3.Dalam esai, Anda menawarkan tiga solusi untuk mempertahankan pesantren agar tetap berada dalam bingkai k e- Indonesia-an: pertama, menjalankan kurikulum pendidikan perdamaian, baik sebagai materi pelajaran, maupun pendekatan PBM; kedua, mengembangkan metode berpikir kritis dan dialogis tentang kebinekaan di Indonesia; ketiga memasukkan kurikulum life skill sebagai bekal kehidupan begitu lulus dari pesantren.
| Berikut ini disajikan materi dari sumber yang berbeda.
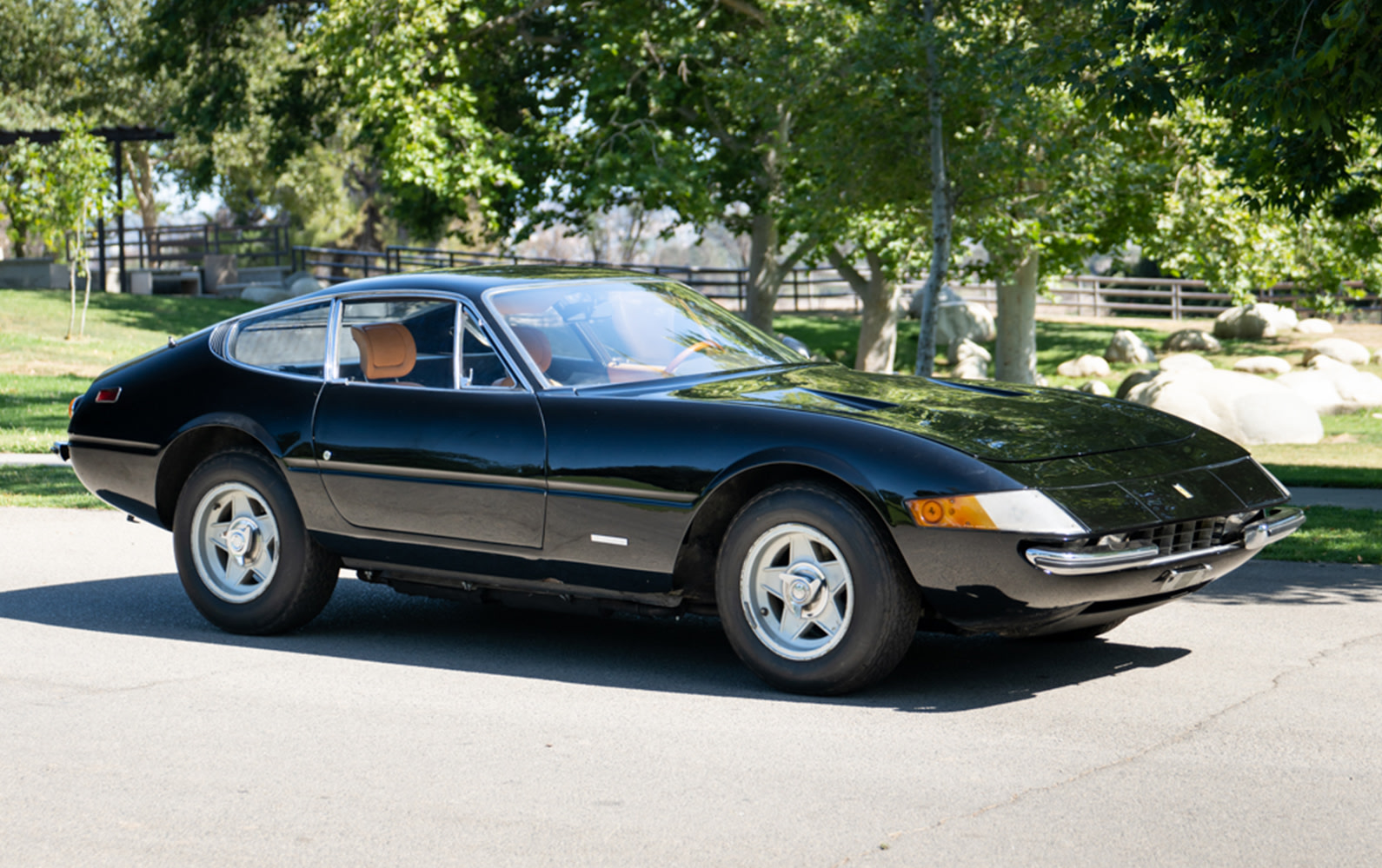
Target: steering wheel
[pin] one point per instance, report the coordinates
(681, 357)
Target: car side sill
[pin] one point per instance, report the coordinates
(372, 571)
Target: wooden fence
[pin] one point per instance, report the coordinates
(826, 289)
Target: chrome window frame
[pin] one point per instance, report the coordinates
(463, 308)
(223, 351)
(330, 364)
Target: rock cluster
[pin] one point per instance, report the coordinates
(1244, 408)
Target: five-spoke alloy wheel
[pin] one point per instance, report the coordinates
(810, 593)
(243, 556)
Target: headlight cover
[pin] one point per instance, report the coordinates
(1020, 512)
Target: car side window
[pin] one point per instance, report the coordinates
(397, 341)
(286, 341)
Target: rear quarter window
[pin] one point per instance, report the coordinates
(286, 341)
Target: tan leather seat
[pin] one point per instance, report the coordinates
(387, 350)
(538, 348)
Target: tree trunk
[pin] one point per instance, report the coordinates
(83, 267)
(1016, 351)
(141, 176)
(943, 210)
(72, 290)
(765, 273)
(878, 299)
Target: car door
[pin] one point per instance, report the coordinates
(421, 427)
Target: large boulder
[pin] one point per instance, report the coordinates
(300, 283)
(1186, 361)
(1314, 327)
(1244, 408)
(264, 294)
(1253, 321)
(1334, 388)
(970, 361)
(964, 321)
(1133, 381)
(1192, 341)
(1128, 348)
(1084, 367)
(1339, 348)
(1262, 364)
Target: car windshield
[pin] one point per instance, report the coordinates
(595, 334)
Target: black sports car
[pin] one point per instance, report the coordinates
(616, 441)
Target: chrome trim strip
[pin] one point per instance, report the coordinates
(332, 367)
(1077, 563)
(112, 442)
(438, 476)
(1277, 524)
(1280, 524)
(560, 487)
(465, 580)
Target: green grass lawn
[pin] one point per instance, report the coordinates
(1332, 535)
(40, 372)
(40, 486)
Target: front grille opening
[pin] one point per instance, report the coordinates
(1175, 538)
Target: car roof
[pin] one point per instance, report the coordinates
(471, 282)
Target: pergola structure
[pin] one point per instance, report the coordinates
(116, 137)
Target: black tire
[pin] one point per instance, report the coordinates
(843, 613)
(1082, 633)
(238, 502)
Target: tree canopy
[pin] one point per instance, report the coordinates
(1233, 142)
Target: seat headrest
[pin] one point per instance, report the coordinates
(386, 350)
(536, 344)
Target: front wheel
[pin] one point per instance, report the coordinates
(810, 596)
(243, 550)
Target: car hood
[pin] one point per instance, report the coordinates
(991, 421)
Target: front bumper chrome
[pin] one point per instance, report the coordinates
(1277, 524)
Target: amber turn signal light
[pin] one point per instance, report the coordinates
(950, 513)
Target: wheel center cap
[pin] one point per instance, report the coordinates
(801, 589)
(241, 538)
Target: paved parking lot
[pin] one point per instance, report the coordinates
(1237, 727)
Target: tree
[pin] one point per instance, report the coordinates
(76, 184)
(1298, 84)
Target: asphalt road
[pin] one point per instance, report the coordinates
(1236, 727)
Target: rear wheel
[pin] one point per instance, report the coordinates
(243, 552)
(810, 596)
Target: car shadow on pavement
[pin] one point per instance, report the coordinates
(940, 673)
(1295, 584)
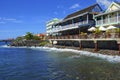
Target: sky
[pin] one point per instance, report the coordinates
(20, 16)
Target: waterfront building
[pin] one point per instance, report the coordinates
(73, 29)
(50, 27)
(73, 24)
(111, 17)
(41, 36)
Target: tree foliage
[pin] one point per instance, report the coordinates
(29, 36)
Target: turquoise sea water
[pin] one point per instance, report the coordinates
(56, 64)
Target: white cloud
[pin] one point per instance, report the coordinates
(9, 19)
(55, 13)
(105, 3)
(4, 20)
(74, 6)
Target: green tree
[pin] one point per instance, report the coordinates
(19, 38)
(29, 36)
(36, 38)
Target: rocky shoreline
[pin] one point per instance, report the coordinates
(101, 51)
(37, 44)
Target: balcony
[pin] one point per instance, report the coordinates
(113, 20)
(88, 36)
(72, 26)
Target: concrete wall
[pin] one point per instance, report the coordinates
(111, 45)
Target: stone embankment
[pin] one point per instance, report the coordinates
(27, 43)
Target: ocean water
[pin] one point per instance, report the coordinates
(42, 63)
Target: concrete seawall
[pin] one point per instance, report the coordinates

Bagaimana caranya agar pesantren salaf bisa menerima intervensi kurikulum tentang Islam Damai, atau Islam yang Rahmatan Lil Alamin, atau Islam Indonesia, sementara mereka membiayai pendidikan pesantren sendiri? Atau berdalih bahwa domain Kementerian Agama terbatas pada pendidikan formal yang dikombinasi dengan boarding school, MIN, MTS, MAN?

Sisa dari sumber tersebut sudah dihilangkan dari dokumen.